Medizin in Frage & Antwort: Notfallbehandlung bei Zeugen Jehovas

Frage: Ist es dem Arzt im Notfall erlaubt, einem Zeugen Jehovas Bluttransfusionen zu geben?

Antwort: Grundsätzlich gilt: bei einer Notfallbehandlung wird die erforderliche Einwilligung des Patienten zur Rechtmäßigkeit des ärztlichen Heileingriffes zugunsten des Arztes vermutet. Denn: je dringender der Eingriff ist, desto niedriger sind die Anforderungen an die Aufklärung; im Notfall muss bei der vorgenommenen Behandlung davon ausgegangen werden können, dass der Patient eingewilligt hätte, wenn er zuvor aufgeklärt worden wäre.

 

Frage: Ist man an Patientenverfügungen gebunden, wenn der Patient Zeuge Jehovas ist und Bluttransfusionen ablehnt?

Antwort: Ist ein erwachsener Patient Mitglied der Zeugen Jehovas und trägt dieser eine Patientenverfügung bei sich, die eine Bluttransfusion ablehnt (eine sogenannte "Blutkarte" oder "Dokument zur ärztlichen Versorgung"), weil es dadurch zu einer "Zerstörung der Persönlichkeit" des Patienten aus religiösen Gründen komme, so ist auch diese Verfügung verbindlich, sofern sie ernsthaft ist und keine Zweifel an ihrer Fortgeltung im Augenblick ihrer Behandlung aufkommen lässt.

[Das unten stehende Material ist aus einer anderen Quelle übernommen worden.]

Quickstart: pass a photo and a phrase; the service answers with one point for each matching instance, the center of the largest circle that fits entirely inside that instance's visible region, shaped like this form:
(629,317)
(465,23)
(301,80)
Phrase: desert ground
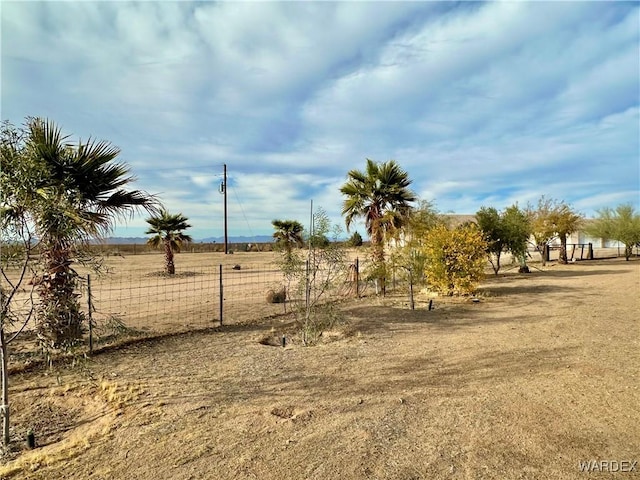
(538,374)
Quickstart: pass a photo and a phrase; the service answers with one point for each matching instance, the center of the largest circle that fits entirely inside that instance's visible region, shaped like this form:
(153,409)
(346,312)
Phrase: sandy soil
(539,374)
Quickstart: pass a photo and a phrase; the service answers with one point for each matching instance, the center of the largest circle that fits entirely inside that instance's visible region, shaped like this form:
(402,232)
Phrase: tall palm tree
(77,195)
(382,196)
(288,233)
(167,232)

Sofern im Rahmen einer solchen Notfallbehandlung vorab zeitlich die Möglichkeit besteht, sollte unbedingt beim Patienten selbst geprüft werden, ob die Verfügung tatsächlich ernst gemeint und noch verbindlich ist (Aktualität).
Wenn das nicht möglich ist und die Zeit es zulässt, sollten diese Fragen unbedingt bei dem in der Patientenverfügung angegebenen "Bevollmächtigten im Notfall", hilfsweise den nächsten Angehörigen des Patienten (Ehefrau, Kinder) unter Zeugen hinterfragt und dokumentiert werden, um Gewissheit über die beiden Punkte zu erhalten.
Mittlerweile stellt die Wachturm-Gesellschaft ihren Mitgliedern z.B. die Behandlung mit Blutfraktionen, d.h. chemisch gewonnenen Seren (Gerinnungspräparate), Gamma-/Immun-Globuline frei (individuelle Eintragung in dem Leer-Feld der "Blutkarte"), nach wie vor nicht jedoch die (Eigen-)Blutspende. Gerade diesbezüglich muss die Aktualität und Tragweite der Patientenverfügung unbedingt und in besonderem Maße überprüft werden.

 

Frage: Und wie ist es bei Kindern, die dies nicht selber entscheiden können, aber die Eltern dagegen sind?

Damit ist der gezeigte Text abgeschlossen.